Substantial improvements in graphics hardware combined with standardized graphics languages have allowed the use of complex graphics functions in many common applications. As these applications increase, more and more graphics functionality are moved from the central processing unit to the hardware graphics pipeline in a computer graphics system. Thus, the hardware graphics pipeline is now able to perform many functions so as to not slow down the performance of the computer graphics system.
Many prior art computer graphic systems are implemented with a host processor constructing and generating a display list of commands comprising graphics opcode commands and parameters which are sent to a hardware graphics pipeline. The hardware graphics pipeline takes the list of commands, or “display list” and creates or generates graphics primitives for a display device. These graphics primitives are constructed into graphics images displayed on the display device. The graphics primitives typically include points, lines, and polygons representing graphics objects rendered by the graphics processor.
Prior Art FIG. 1 illustrates a computer graphics system 100, in accordance with the prior art. The computer graphics system 100 includes one or more processors, such as processor 102, which is connected to a main memory 104. The computer graphics system 100 also includes a hardware graphics pipeline 106.
In use, a display list for the hardware graphics pipeline 106 may be supplied in series to be processed by the hardware graphics pipeline 106 by reading the display list data from linear memory locations in the main memory 104. The main memory 104 may thus include a plurality of buffers 108 with opcode commands and parameters to be carried out.
The hardware graphics pipeline 106 may be equipped with a direct memory access (DMA) module 110 for sequencing through the buffers 108 of the main memory 104.
Thus, per the foregoing display list processing method, display list commands are received sequentially into the main memory 104 in a linear array of memory locations. After some temporal period, such commands are read from the linear array of memory locations in the main memory 104. Inherent with this method is a temporal period between a time when the commands are received into the main memory 104 and executed by the hardware graphics pipeline 106.
Due to this temporal period, the hardware graphics pipeline 106 unfortunately can not rely on the processor 102 for aid during the processing of such commands. Conversely, the processor 102 can not easily manage the graphics processing being executed on the hardware graphics pipeline 106. This problem has particular ramifications during one specific type of graphics processing, namely occlusion processing. An example of such occlusion processing and how the present problem affects the same will now be set forth.
Prior Art FIG. 2 illustrates an example of graphics processing that may be carried out utilizing the computer graphics system 100 of FIG. 1, and a particular problem associated therewith.
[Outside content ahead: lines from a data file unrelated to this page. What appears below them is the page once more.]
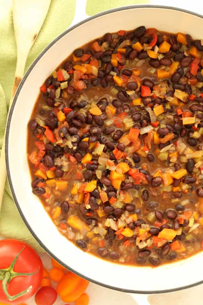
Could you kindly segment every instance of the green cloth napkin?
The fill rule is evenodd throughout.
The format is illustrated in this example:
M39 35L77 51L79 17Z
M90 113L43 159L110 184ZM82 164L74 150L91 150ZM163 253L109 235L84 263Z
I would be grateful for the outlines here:
M102 11L122 5L148 2L142 0L87 0L86 13L92 16ZM29 1L27 3L29 5ZM76 0L52 0L44 24L30 52L26 71L45 47L70 26L74 17L76 3ZM0 0L0 84L2 85L0 85L0 148L2 146L7 108L16 64L12 3L12 0ZM12 199L7 180L0 214L0 236L5 238L23 240L38 251L43 251L27 228L19 214Z

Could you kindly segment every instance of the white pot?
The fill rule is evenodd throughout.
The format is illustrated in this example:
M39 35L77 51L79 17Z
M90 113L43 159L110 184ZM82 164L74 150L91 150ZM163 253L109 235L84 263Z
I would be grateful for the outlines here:
M10 113L6 131L8 176L19 212L36 239L51 256L80 276L103 286L131 293L174 291L203 279L203 252L156 268L112 263L83 252L61 235L32 193L27 153L27 125L40 87L75 49L107 32L141 25L203 38L202 16L178 9L128 7L105 12L62 33L40 54L21 83Z

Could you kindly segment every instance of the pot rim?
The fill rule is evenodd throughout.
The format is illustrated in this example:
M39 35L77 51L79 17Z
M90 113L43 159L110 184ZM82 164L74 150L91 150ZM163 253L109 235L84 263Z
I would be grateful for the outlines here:
M198 14L197 13L195 13L194 12L192 12L191 11L184 9L182 8L165 5L148 5L147 4L140 5L132 5L125 6L123 7L119 7L115 8L113 8L111 9L108 10L106 11L105 11L104 12L102 12L101 13L99 13L98 14L94 15L93 16L91 16L89 18L87 18L80 22L77 23L76 24L73 25L70 28L69 28L65 30L65 31L62 33L61 34L60 34L60 35L56 37L56 38L51 42L50 42L50 43L49 43L48 45L43 50L42 50L42 51L39 54L39 55L37 56L37 57L35 59L33 62L30 65L30 67L28 69L24 76L22 79L22 80L21 80L17 89L16 94L13 98L12 105L11 107L8 114L7 120L7 123L6 127L5 143L5 154L7 176L14 202L18 210L18 211L26 226L33 237L39 244L42 247L42 248L51 257L54 258L55 260L58 262L59 263L61 264L61 265L63 266L65 268L68 269L70 271L73 272L74 273L75 273L75 274L76 274L79 276L85 278L88 281L93 283L94 284L97 284L99 285L100 286L102 286L107 288L109 288L110 289L112 289L114 290L117 290L118 291L122 291L124 292L128 292L131 293L137 293L141 294L147 295L151 294L165 293L167 292L177 291L179 290L182 290L184 289L191 288L192 287L197 286L198 285L200 285L201 284L203 284L203 279L201 281L194 283L193 284L192 284L189 285L177 287L177 288L172 288L171 289L164 289L163 290L146 290L145 291L141 291L140 290L121 289L119 288L118 287L115 287L113 286L106 284L104 283L101 283L97 281L94 280L94 279L90 278L87 276L81 274L79 272L77 272L76 271L69 266L68 266L66 264L61 261L50 250L49 250L49 249L44 245L43 242L41 241L40 239L37 236L30 226L27 221L22 211L20 205L18 202L16 196L15 191L14 190L12 182L12 179L9 168L8 156L8 138L9 136L10 125L12 116L13 114L13 113L16 103L17 102L18 95L19 95L19 94L21 91L21 88L22 87L22 86L23 85L24 83L26 81L27 78L33 69L34 66L35 66L36 64L37 63L40 59L42 57L42 56L46 53L47 51L61 38L63 37L65 35L66 35L67 34L72 30L76 28L77 28L79 26L80 26L91 20L97 18L97 17L100 17L101 16L104 16L111 13L114 13L115 12L125 10L126 9L142 8L155 8L167 9L169 10L172 10L174 11L179 11L180 12L182 12L183 13L186 13L190 15L194 15L195 16L200 17L200 18L203 19L203 15L201 15L199 14ZM144 268L144 267L142 267Z

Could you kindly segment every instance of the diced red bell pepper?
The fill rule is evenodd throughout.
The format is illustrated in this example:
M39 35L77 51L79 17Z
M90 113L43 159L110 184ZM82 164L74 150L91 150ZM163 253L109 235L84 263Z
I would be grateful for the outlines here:
M155 32L153 32L152 33L152 35L153 39L149 45L149 47L153 47L155 45L157 42L157 34Z
M176 113L178 115L180 115L183 112L183 111L181 108L177 108L176 109Z
M62 82L63 80L65 80L65 79L63 74L63 71L62 70L60 70L59 71L57 72L57 79L59 82Z
M158 121L156 121L156 122L154 122L153 123L151 123L150 124L153 127L157 127L159 124L159 122Z
M197 71L199 67L196 64L192 62L190 66L190 73L192 75L196 76L197 74Z
M41 86L40 89L41 91L44 93L46 93L47 89L46 85L45 84L43 84L42 86Z
M123 30L120 30L118 32L118 35L119 36L124 36L125 33L125 31L124 31Z
M52 130L50 130L47 126L43 126L43 127L46 130L44 132L44 134L49 141L50 141L52 143L54 143L55 141L54 136Z
M196 95L195 94L191 94L189 97L189 99L191 99L191 100L193 101L196 97Z
M151 90L149 87L147 86L141 86L141 96L143 97L149 96L151 94Z
M64 107L63 108L63 110L65 114L67 114L68 113L70 112L71 111L72 111L72 109L71 108L66 108L66 107Z
M40 142L39 141L36 141L35 144L39 150L45 150L45 144L44 142Z
M81 61L83 62L86 61L90 58L92 56L92 54L83 54L81 57Z
M199 130L199 128L198 127L196 127L195 126L193 126L192 127L192 129L193 129L193 130L195 130L196 131L198 130Z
As shown, a truck 200 to be rendered is provided along with various portions 204. One of such portions 204, the engine 206, is graphically intense since it has a lot of detail to be rendered.
One common method of parsing such rendering and reducing the overall work to be performed by the hardware graphics pipeline 106 entails enclosing each of the various portions 204 with bounding volumes 208. By enclosing certain portions 204 such as the engine 206, the hardware graphics pipeline 106 may perform tests (i.e. z-value, stencil, etc.) to determine whether the particular portion 204 (i.e. the engine 206) needs to be drawn (i.e. is lid 210 closed or open). Based on such tests, it may be determined whether each of the portions 204 is visible and must be drawn.
To this end, significant work may be avoided by conditionally processing various portions 204 in the hardware graphics pipeline 106 based on the results of the foregoing tests. Unfortunately, in the computer graphics system 100 of FIG. 1, the results of the foregoing tests must be sent to the processor 102 for the decision as to whether to draw the portions 204. Thus, the occlusion tests are only effective when the processor 102 is involved in drawing the current frame, due to the latency incurred by the aforementioned temporal period. Moreover, the processor 102 often sends all of the drawing primitives of a frame before the hardware graphics pipeline 106 even begins processing the primitives.